Sejujurnya Ika benar-benar ingin menangis sekarang. Ia ingin berlutut di depan suaminya dan memohon agar ayah dari kedua anaknya itu mau membelanya di situasi yang membuatnya merasa sangat terpojok ini.

"Bang Mail," kali ini Armand mengarahkan tatapannya ke arah pria yang sedari tadi diam saja, seolah membiarkan istrinya sendiri dihukum tanpa ada niat ingin membela. "Abang nggak masalah 'kan, kalau saya kasih peringatan sama istri abang?" tanya Armand begitu yang diajaknya bicara itu membalas tatapannya.

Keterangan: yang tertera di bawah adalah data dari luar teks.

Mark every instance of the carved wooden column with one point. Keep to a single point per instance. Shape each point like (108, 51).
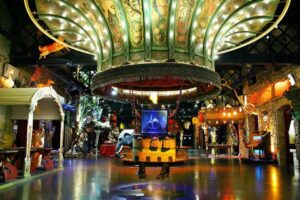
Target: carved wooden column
(61, 150)
(294, 95)
(27, 160)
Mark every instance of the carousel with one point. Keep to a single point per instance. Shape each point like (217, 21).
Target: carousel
(156, 51)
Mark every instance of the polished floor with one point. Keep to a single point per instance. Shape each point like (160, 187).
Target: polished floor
(199, 178)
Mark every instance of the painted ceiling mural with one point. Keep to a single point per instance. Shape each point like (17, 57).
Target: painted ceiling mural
(130, 32)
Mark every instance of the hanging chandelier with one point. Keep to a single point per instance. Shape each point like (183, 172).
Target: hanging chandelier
(163, 48)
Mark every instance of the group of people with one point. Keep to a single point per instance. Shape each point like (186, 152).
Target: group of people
(94, 133)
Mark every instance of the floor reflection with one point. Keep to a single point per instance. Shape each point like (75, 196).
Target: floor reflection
(201, 178)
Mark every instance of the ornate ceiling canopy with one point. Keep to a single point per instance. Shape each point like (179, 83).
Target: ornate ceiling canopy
(162, 48)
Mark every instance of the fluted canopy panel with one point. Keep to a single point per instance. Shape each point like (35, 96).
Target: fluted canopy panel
(125, 33)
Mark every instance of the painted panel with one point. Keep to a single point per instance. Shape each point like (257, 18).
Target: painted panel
(110, 13)
(160, 15)
(134, 15)
(183, 18)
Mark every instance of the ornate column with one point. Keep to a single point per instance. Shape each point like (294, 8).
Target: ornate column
(61, 150)
(27, 160)
(294, 95)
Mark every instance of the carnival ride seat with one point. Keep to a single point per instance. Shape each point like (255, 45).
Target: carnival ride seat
(260, 141)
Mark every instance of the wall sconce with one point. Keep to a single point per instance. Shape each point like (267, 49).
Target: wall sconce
(292, 79)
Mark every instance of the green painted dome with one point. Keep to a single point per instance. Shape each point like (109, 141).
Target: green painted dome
(156, 46)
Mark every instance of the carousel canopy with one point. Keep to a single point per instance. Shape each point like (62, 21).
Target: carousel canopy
(161, 48)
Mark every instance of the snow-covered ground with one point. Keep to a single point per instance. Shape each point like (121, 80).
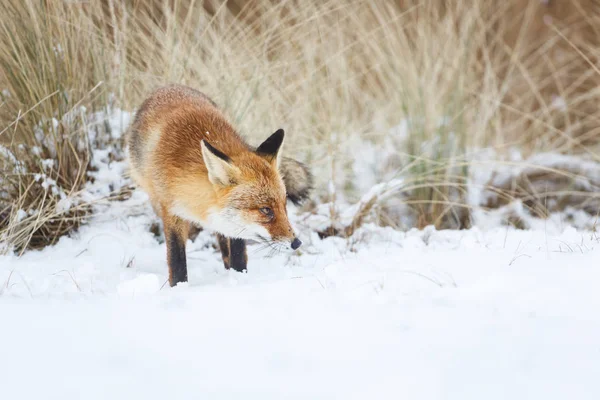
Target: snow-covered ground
(488, 313)
(495, 314)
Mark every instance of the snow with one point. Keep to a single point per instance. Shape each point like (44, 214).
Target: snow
(425, 314)
(490, 312)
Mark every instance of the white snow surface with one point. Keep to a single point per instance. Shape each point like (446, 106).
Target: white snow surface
(495, 314)
(486, 313)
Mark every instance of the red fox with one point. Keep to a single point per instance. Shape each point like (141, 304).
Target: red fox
(196, 169)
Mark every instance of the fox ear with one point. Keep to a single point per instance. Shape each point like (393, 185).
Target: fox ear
(269, 149)
(220, 169)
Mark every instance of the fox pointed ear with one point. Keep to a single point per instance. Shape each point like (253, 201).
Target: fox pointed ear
(270, 148)
(220, 169)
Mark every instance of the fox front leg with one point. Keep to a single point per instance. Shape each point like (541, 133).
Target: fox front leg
(176, 233)
(234, 253)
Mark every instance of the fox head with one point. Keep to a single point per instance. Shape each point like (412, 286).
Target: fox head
(251, 195)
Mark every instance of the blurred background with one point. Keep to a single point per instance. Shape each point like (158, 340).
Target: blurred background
(411, 113)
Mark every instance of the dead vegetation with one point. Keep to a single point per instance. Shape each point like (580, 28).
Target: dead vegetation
(513, 76)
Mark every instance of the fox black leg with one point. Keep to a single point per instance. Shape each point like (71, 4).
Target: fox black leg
(176, 236)
(224, 246)
(238, 258)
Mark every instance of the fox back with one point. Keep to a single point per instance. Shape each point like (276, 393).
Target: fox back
(197, 169)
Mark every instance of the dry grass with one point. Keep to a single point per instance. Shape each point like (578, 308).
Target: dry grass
(476, 73)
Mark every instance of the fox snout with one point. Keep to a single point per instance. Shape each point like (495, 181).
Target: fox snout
(296, 243)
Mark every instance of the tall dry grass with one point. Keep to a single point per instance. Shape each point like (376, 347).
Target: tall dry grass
(459, 75)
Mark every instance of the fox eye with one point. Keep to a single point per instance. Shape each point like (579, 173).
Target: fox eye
(268, 211)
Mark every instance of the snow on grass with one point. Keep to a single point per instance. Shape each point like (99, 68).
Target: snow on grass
(426, 314)
(491, 312)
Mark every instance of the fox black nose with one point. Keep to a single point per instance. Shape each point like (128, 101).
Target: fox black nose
(296, 243)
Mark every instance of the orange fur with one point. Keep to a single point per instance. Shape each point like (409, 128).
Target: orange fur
(167, 163)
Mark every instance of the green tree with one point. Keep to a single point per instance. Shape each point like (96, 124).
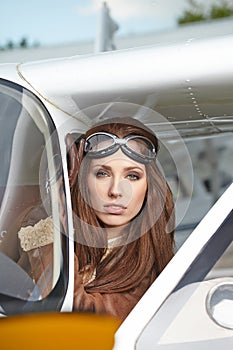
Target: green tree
(194, 14)
(223, 9)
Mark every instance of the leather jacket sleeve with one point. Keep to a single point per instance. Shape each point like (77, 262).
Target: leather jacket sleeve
(115, 304)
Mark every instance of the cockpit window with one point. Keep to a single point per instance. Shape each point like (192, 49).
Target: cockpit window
(32, 198)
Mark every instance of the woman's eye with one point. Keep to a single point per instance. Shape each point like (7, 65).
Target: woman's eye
(133, 176)
(101, 173)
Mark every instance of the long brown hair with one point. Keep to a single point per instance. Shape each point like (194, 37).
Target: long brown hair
(127, 265)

"Hukum saja sekalian, Man. Biar dia tau rasa." Ismail menjawab tanpa keraguan. Andai saja tak mengingat kedua anaknya yang masih sekolah, sudah sejak lama Ismail ingin menceraikan istrinya itu. Kelakuan Ika selalu membuatnya malu. Apa lagi kepada Armand yang sudah sangat berjasa padanya. Tidak hanya membangun rumah di atas tanah pria itu, Armand bahkan memberikan beasiswa kepada kedua anaknya.

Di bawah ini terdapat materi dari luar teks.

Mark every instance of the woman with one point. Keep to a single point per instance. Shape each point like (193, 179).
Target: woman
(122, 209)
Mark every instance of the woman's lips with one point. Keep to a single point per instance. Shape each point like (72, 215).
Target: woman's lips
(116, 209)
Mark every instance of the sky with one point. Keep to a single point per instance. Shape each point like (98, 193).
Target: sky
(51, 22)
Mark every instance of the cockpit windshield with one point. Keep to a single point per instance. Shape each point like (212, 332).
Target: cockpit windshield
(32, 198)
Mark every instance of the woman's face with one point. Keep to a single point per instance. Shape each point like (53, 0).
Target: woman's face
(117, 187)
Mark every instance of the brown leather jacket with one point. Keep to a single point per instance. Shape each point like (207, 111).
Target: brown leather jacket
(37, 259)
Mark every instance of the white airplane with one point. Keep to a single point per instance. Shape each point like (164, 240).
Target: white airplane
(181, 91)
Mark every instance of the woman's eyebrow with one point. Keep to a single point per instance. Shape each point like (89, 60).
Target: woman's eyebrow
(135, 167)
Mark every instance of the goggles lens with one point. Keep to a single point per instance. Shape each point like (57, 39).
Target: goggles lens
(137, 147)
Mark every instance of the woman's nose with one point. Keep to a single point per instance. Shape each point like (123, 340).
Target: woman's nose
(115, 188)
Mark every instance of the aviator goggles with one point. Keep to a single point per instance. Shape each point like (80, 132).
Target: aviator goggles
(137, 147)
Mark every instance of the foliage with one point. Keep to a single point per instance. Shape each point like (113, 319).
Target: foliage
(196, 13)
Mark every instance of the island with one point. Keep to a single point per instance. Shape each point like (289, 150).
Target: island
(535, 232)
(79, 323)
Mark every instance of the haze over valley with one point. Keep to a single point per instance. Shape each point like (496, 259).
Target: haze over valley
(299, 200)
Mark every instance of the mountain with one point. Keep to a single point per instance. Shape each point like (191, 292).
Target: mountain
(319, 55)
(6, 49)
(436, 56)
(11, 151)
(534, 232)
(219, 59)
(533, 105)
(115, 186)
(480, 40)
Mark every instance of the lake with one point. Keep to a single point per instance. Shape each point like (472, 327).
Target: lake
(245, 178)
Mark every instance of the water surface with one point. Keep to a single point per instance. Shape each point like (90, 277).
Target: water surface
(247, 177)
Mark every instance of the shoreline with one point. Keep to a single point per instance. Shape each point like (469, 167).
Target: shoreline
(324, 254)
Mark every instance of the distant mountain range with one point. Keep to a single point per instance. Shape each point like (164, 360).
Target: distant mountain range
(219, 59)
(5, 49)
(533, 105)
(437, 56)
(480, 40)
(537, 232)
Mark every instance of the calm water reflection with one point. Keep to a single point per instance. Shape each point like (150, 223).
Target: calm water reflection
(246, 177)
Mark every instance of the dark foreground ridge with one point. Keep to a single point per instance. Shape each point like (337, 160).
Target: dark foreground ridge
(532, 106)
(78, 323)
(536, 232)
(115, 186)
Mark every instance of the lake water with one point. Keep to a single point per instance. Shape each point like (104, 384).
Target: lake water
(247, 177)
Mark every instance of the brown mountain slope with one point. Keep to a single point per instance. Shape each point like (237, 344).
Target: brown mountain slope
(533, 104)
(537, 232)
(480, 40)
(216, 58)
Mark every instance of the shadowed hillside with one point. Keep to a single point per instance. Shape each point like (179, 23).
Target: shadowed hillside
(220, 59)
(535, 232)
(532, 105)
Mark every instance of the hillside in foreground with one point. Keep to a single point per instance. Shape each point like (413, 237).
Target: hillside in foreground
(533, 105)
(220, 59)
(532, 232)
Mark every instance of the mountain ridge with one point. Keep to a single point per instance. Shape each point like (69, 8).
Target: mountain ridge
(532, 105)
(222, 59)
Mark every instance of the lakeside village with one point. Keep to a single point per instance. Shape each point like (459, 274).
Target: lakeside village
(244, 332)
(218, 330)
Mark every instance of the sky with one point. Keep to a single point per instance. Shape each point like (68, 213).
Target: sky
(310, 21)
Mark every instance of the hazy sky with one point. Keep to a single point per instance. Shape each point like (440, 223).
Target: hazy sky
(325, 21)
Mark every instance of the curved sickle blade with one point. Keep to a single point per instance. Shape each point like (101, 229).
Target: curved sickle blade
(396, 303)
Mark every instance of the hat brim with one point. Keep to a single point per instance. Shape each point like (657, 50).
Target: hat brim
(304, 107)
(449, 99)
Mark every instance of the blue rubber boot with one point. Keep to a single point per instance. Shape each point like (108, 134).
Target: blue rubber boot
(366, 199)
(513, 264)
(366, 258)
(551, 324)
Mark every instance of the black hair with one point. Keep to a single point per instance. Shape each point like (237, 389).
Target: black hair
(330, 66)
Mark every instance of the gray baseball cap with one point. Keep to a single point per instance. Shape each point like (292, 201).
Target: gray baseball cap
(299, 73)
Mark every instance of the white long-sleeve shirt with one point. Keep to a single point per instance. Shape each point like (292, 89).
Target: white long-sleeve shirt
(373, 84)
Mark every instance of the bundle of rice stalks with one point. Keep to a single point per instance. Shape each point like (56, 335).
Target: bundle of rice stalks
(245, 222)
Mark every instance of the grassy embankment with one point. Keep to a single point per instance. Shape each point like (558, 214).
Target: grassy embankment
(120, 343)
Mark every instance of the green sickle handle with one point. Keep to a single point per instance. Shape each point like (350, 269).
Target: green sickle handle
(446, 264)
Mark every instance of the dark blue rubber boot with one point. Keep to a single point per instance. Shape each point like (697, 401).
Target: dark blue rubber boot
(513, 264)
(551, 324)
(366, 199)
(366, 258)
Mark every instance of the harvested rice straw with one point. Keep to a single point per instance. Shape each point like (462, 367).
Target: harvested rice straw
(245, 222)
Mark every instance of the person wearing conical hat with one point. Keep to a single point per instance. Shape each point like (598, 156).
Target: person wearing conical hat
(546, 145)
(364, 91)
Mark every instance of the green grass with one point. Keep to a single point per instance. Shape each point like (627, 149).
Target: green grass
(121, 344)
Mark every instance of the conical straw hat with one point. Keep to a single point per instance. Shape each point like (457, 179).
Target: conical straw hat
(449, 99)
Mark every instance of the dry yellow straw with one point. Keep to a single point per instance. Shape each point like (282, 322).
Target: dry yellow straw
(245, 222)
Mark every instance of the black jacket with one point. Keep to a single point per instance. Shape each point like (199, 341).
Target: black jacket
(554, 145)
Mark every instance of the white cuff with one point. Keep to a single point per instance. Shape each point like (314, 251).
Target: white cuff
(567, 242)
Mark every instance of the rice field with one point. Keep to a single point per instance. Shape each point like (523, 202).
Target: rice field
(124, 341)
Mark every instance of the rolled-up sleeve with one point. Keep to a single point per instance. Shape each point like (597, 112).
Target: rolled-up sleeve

Setelah mendapat izin, yang mana sebenarnya Armand sendiri tak merasa perlu meminta izin segala, segera saja kembali dipandanginya wanita yang tampak ketakutan dengan tubuhnya yang bergetar itu.

Jangan salahkan Armand jika ia mengambil langkah tegas kali ini.

Habis sudah kesabarannya menghadapi tingkah laku wanita yang dulu pernah Armand tolak cintanya itu.

"Saya tidak akan lagi berbasa-basi. Tujuan saya datang ke sini hanya ingin memberikan peringatan pertama sekaligus terakhir. Tolong kamu jaga perkataan dan juga tindakkanmu mulai hari ini. Jika sampai kamu kembali membuat ulah dengan niat untuk mencelakai Nissa, ataupun kamu menyakitinya melalui lisanmu, silahkan kamu angkat kaki dari sini. Peringatan ini saya berikan khusus untukmu dan tidak melibatkan Bang Ismail di dalamnya." ujar Armand dingin, penuh ancaman dan tanpa ada sedikitpun keraguan. Beberapa detik setelahnya, Armand bahkan menambahkan, "Ingat, ini peringatan pertama dan terakhir dari saya. Saya juga tidak akan segan memenjarakanmu kali ini."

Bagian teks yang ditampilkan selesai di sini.